Nachfolgend was ich in Erfahrung bringen konnte ⬇️⬇️

Der Begriff „unbeschuht“ (lateinisch: discalceatus oder discalced im Englischen) bei den Unbeschuhten Karmelitinnen (OCD – Ordo Carmelitarum Discalceatarum) geht auf eine Reform des Karmelitenordens im 16. Jahrhundert zurück, die von der heiligen Teresa von Ávila (1515–1582) und dem heiligen Johannes vom Kreuz initiiert wurde.

Warum genau „unbeschuht“?

- Historischer Ursprung: Teresa wollte den Orden zu seinen ursprünglichen, strengeren, kontemplativen Wurzeln zurückführen – mehr Armut, Demut, Askese, Stille und Gebet, weg von weltlichen Einflüssen und Komfort.

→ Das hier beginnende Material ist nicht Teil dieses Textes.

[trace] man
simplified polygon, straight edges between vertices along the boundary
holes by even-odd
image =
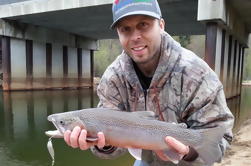
[[[157,0],[115,0],[112,28],[117,30],[123,52],[107,68],[97,89],[99,107],[121,111],[151,110],[159,120],[186,123],[191,129],[224,126],[219,161],[232,140],[233,115],[223,87],[208,65],[183,48],[165,31]],[[105,144],[102,131],[97,143],[86,142],[87,132],[76,127],[65,132],[66,143],[105,159],[125,152]],[[182,142],[166,137],[179,154],[178,165],[205,165],[200,154]],[[210,148],[210,147],[204,147]],[[175,165],[163,151],[143,150],[142,163]]]

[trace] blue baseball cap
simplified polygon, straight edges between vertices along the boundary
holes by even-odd
[[[112,14],[112,29],[120,19],[130,15],[147,15],[157,19],[161,18],[157,0],[115,0],[112,5]]]

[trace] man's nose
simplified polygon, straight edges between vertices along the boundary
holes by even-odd
[[[141,32],[139,31],[139,30],[137,30],[137,29],[135,29],[134,31],[133,31],[133,33],[132,33],[132,37],[131,37],[131,39],[132,40],[139,40],[139,39],[141,39],[141,36],[142,34],[141,34]]]

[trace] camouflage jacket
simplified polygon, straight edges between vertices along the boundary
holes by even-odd
[[[99,107],[151,110],[160,120],[184,122],[192,129],[225,126],[225,135],[218,148],[223,156],[232,140],[234,118],[226,105],[223,86],[217,75],[202,59],[181,47],[167,33],[162,35],[160,54],[145,97],[132,59],[122,52],[107,68],[97,88]],[[117,148],[107,154],[92,148],[92,152],[101,158],[112,158],[123,149]],[[222,156],[215,160],[219,161]],[[142,159],[149,165],[174,165],[161,161],[152,151],[143,151]],[[181,161],[178,165],[203,165],[203,162],[198,157],[193,162]]]

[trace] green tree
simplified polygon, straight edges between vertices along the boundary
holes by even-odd
[[[179,42],[182,47],[186,48],[191,42],[190,35],[179,36]]]
[[[251,42],[249,48],[245,49],[243,80],[251,80]]]
[[[105,69],[121,53],[122,48],[118,39],[99,40],[99,51],[94,54],[94,75],[101,77]]]

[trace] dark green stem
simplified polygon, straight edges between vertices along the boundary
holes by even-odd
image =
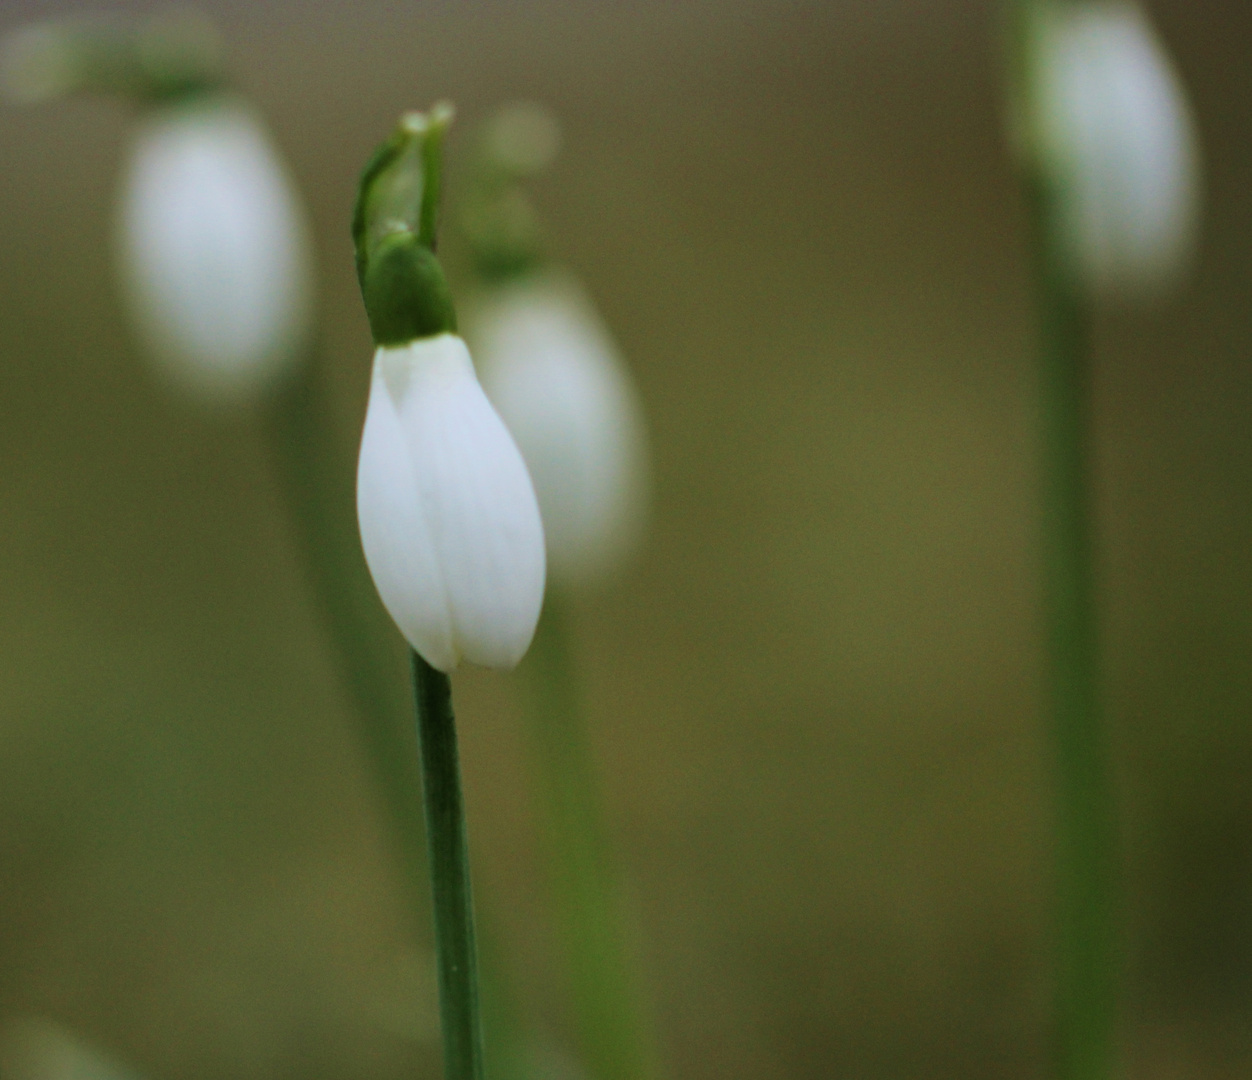
[[[413,653],[413,690],[439,965],[443,1075],[444,1080],[482,1080],[478,955],[452,684],[447,675]]]
[[[1116,1061],[1116,825],[1100,707],[1091,515],[1090,313],[1062,247],[1056,192],[1028,181],[1042,335],[1044,585],[1058,800],[1057,1076]]]
[[[404,722],[403,659],[378,602],[357,534],[353,476],[339,452],[316,357],[308,357],[265,414],[279,488],[295,526],[305,575],[355,705],[361,741],[403,847],[409,895],[423,860],[417,814],[417,745]]]
[[[526,661],[552,893],[579,1048],[595,1080],[655,1075],[583,729],[564,611],[550,589]]]

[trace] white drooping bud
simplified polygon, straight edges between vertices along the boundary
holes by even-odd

Als äußeres, sichtbares Zeichen dieser Reform und strengen Lebensweise trugen die Schwestern (und Brüder) der Reform keine Lederschuhe mehr, sondern einfache Hanfsandalen (oder in manchen Fällen gar nichts an den Füßen). Das war damals ein klares Symbol für Armut und Einfachheit – Schuhe aus Leder galten als Luxus der Reichen oder der etablierten Orden.

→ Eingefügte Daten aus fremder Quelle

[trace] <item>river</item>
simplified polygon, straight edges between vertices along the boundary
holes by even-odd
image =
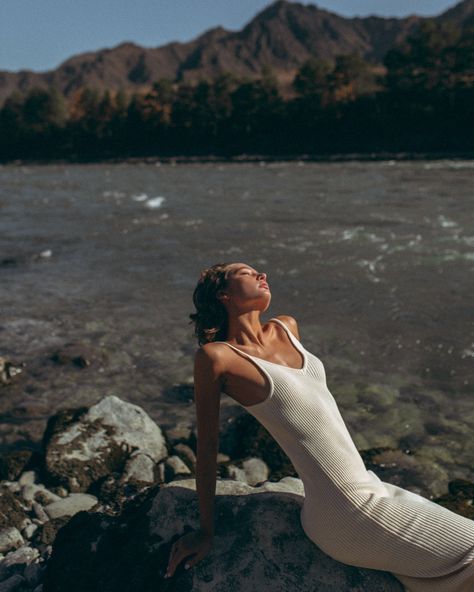
[[[188,315],[204,266],[265,271],[359,449],[474,479],[469,160],[0,167],[0,450],[115,394],[192,425]],[[265,320],[263,319],[263,320]],[[74,342],[89,367],[51,355]],[[15,382],[15,381],[14,381]],[[240,406],[222,398],[221,421]]]

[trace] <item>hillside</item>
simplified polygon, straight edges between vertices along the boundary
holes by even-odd
[[[474,0],[464,0],[435,20],[454,26],[474,22]],[[144,48],[122,43],[111,49],[73,56],[47,72],[0,72],[0,102],[13,91],[56,86],[65,96],[88,86],[99,90],[144,90],[159,78],[193,81],[225,71],[258,77],[271,67],[284,83],[310,56],[334,59],[358,53],[380,64],[387,50],[403,41],[423,20],[368,16],[345,18],[313,4],[279,0],[257,14],[242,30],[217,27],[188,43]]]

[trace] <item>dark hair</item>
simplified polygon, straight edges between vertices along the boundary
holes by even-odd
[[[211,341],[225,341],[227,335],[227,310],[217,298],[217,293],[227,285],[230,263],[216,263],[201,271],[193,293],[196,312],[189,315],[194,323],[194,334],[199,345]]]

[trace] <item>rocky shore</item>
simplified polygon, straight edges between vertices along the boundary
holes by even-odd
[[[388,151],[367,151],[367,152],[328,152],[321,154],[237,154],[237,155],[180,155],[175,156],[129,156],[116,158],[73,158],[73,159],[15,159],[6,161],[7,166],[25,166],[25,165],[51,165],[51,164],[202,164],[202,163],[259,163],[259,162],[374,162],[383,160],[404,161],[404,160],[440,160],[440,159],[462,159],[472,160],[474,152],[469,150],[458,151],[433,151],[433,152],[388,152]]]
[[[4,384],[14,374],[4,361]],[[413,451],[361,454],[382,479],[404,475],[423,492]],[[390,574],[340,564],[305,537],[303,484],[245,412],[220,438],[215,547],[164,579],[172,543],[199,526],[195,465],[193,429],[161,429],[114,395],[50,417],[40,449],[0,457],[0,592],[401,590]],[[472,483],[452,481],[434,501],[474,518]]]

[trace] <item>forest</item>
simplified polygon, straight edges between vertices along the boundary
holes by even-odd
[[[263,68],[213,80],[157,80],[143,94],[55,88],[11,94],[0,161],[133,157],[469,153],[474,30],[424,22],[376,68],[355,54],[310,58],[283,96]]]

- Der Name entstand dadurch: Die „alten“ Karmelitinnen (die beim ursprünglichen, milderen Stil blieben) wurden beschuht (calceatae) genannt, die Reformierten unbeschuht (discalceatae). Der Spitzname „Unbeschuhte“ blieb hängen und wurde offiziell, als der Zweig 1593/1594 als eigenständiger Orden anerkannt wurde.

- Heute: Die meisten Unbeschuhten Karmelitinnen tragen Sandalen (oft einfache Ledersandalen oder Stoffschuhe), nicht wirklich barfuß – der Name ist historisch-symbolisch geworden. Er steht weiter für:
- Armut und Verzicht (auf Komfort)
- Demut (sich nicht über andere erheben)
- Askese (Bußbereitschaft)
- Biblische Symbolik (z. B. Mose soll die Schuhe ausziehen, weil er auf heiligem Boden steht – Exodus 3,5; oder Jesus sandte die Jünger barfuß aus)

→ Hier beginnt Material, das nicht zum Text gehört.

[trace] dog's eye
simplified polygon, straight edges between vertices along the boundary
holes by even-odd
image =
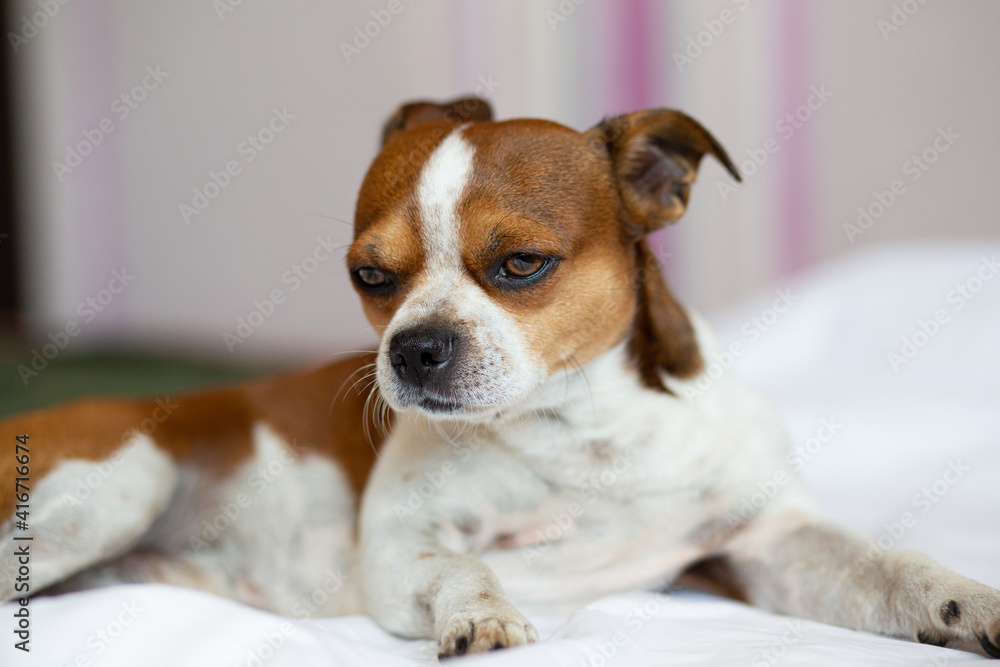
[[[358,289],[373,296],[387,296],[396,288],[392,274],[374,266],[354,269],[351,271],[351,278]]]
[[[385,273],[370,266],[362,266],[357,273],[358,279],[369,287],[378,287],[386,282]]]
[[[519,252],[508,257],[503,263],[503,273],[510,278],[530,278],[544,267],[544,257]]]

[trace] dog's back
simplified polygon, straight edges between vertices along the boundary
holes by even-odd
[[[30,554],[0,563],[0,598],[161,581],[288,614],[351,609],[357,499],[389,418],[372,360],[0,423],[23,462],[0,474],[0,539]],[[339,594],[314,602],[317,586]]]

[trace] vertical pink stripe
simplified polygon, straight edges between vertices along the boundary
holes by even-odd
[[[781,4],[780,40],[781,88],[779,114],[792,113],[809,97],[810,81],[805,71],[806,3],[783,0]],[[782,148],[785,153],[782,178],[780,232],[781,256],[779,270],[791,273],[808,264],[811,258],[809,234],[809,147],[808,131],[803,128]]]
[[[72,72],[70,103],[72,105],[68,142],[76,146],[84,140],[85,130],[95,130],[103,119],[110,119],[115,130],[105,135],[93,152],[58,184],[69,188],[72,202],[68,215],[73,222],[77,247],[79,276],[75,298],[79,301],[94,296],[108,286],[111,272],[125,266],[125,220],[122,214],[122,170],[119,163],[119,142],[126,121],[112,112],[115,98],[125,90],[118,89],[115,72],[114,13],[110,0],[91,0],[67,12],[73,19],[68,26],[73,46],[68,63]],[[60,17],[62,18],[62,17]],[[143,63],[143,65],[156,63]],[[141,79],[141,69],[133,76]],[[125,267],[135,274],[138,267]],[[139,276],[136,277],[139,279]],[[118,294],[93,322],[81,324],[87,337],[114,335],[126,322],[128,290]],[[75,308],[75,307],[74,307]],[[77,314],[74,312],[75,318]]]
[[[650,0],[621,0],[615,5],[615,58],[613,71],[617,113],[628,113],[655,107],[669,106],[666,91],[669,89],[666,69],[658,66],[655,54],[662,53],[654,45],[662,44],[667,30],[663,15]],[[668,231],[650,235],[649,243],[663,265],[668,280],[673,280],[677,269],[671,260],[673,239]]]

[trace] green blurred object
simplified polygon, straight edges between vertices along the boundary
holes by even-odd
[[[37,376],[18,370],[24,359],[0,359],[0,419],[85,396],[166,396],[241,382],[281,368],[232,366],[142,354],[59,357]]]

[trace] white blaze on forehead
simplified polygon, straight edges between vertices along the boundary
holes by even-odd
[[[382,332],[376,379],[392,407],[413,405],[389,361],[397,332],[423,322],[452,327],[461,336],[450,396],[469,406],[491,407],[519,399],[541,383],[545,365],[534,357],[513,318],[491,298],[462,262],[459,204],[473,179],[475,149],[453,130],[434,149],[417,181],[424,266],[414,288]],[[485,414],[485,413],[484,413]]]
[[[428,268],[460,267],[458,203],[472,176],[472,145],[462,137],[465,125],[445,137],[420,173],[417,202]]]

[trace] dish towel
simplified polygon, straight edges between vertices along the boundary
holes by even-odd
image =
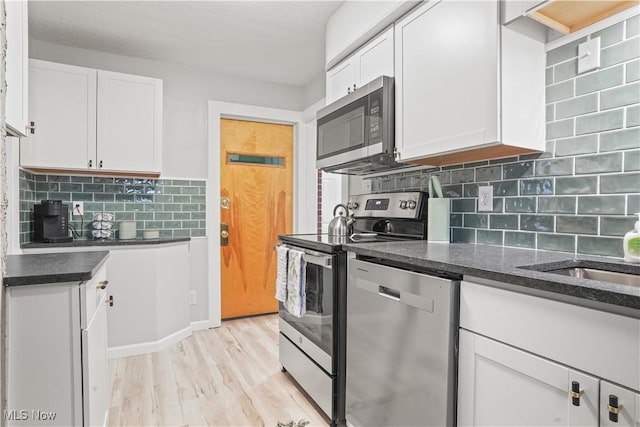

Kurz gesagt: „Unbeschuht“ ist kein wörtliches „immer barfuß gehen“, sondern ein Markenzeichen der Reform Teresas für ein radikaleres, ärmeres, geistlicheres Leben. Viele Karmelitinnen nennen sich heute lieber Teresianischer Karmel, weil der Fokus mehr auf der inneren Liebe zu Gott liegt als auf äußerer Strenge.